Dans une déclaration rendue publique à la suite de cette affaire, les parlementaires de la majorité ont condamné avec la plus grande fermeté une atteinte qu’ils qualifient de grave à l’innocence, à la dignité et au droit fondamental de l’enfant à la sécurité et à la protection.
Ils ont exprimé leur solidarité pleine et entière avec la victime et sa famille, tout en soulignant l’urgence de lui assurer les soins et l’accompagnement nécessaires, notamment sur les plans médical, psychologique et social.
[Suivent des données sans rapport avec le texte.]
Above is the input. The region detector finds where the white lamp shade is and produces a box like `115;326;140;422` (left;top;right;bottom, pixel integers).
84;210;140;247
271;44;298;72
Les parlementaires ont, par ailleurs, insisté sur la nécessité de préserver strictement l’identité et la vie privée de la fillette, appelant à ne diffuser ni son nom, ni ses photographies, ni aucune information susceptible de permettre son identification, afin d’éviter toute forme de préjudice ou de victimisation secondaire.
Selon la déclaration, cette affaire intervient dans un contexte marqué par la multiplication de signalements faisant état de violences et d’agressions sexuelles visant des enfants. Les parlementaires estiment que certains cas pourraient également demeurer dans le silence, notamment en raison de la peur, de la stigmatisation sociale ou des difficultés liées au signalement.
Face à cette situation, ils appellent à une vigilance institutionnelle et collective accrue ainsi qu’au renforcement des politiques publiques consacrées à la prévention, à la protection, au signalement et à la prise en charge des enfants victimes de violences.
Dans le cadre de leurs responsabilités législatives, les parlementaires de la majorité réaffirment leur volonté de contribuer au renforcement du dispositif juridique relatif au viol, aux agressions sexuelles et aux violences commises contre les enfants, avec l’objectif de combler les éventuelles lacunes, d’améliorer la protection des victimes et de garantir des sanctions proportionnelles à la gravité des faits, particulièrement lorsqu’ils sont commis contre des mineurs.
Ils ont également salué la rapidité et le sérieux avec lesquels les autorités sécuritaires ont pris en charge l’affaire, ainsi que les efforts engagés pour identifier et interpeller le suspect.
Tout en appelant au respect de l’indépendance et de la rigueur de la procédure judiciaire, les parlementaires soulignent que toute personne dont la responsabilité serait légalement établie devra répondre de ses actes conformément à la loi.
Réaffirmant que la lutte contre les violences sexuelles faites aux enfants ne peut se limiter à une réaction ponctuelle face à une affaire particulière, ils considèrent la protection de l’enfance comme un engagement permanent et une responsabilité collective, au service de la dignité humaine et de l’État de droit.
« Préserver l’innocence de l’enfance est une responsabilité nationale et collective. Protéger nos enfants est un devoir qui nous engage toutes et tous », concluent-ils.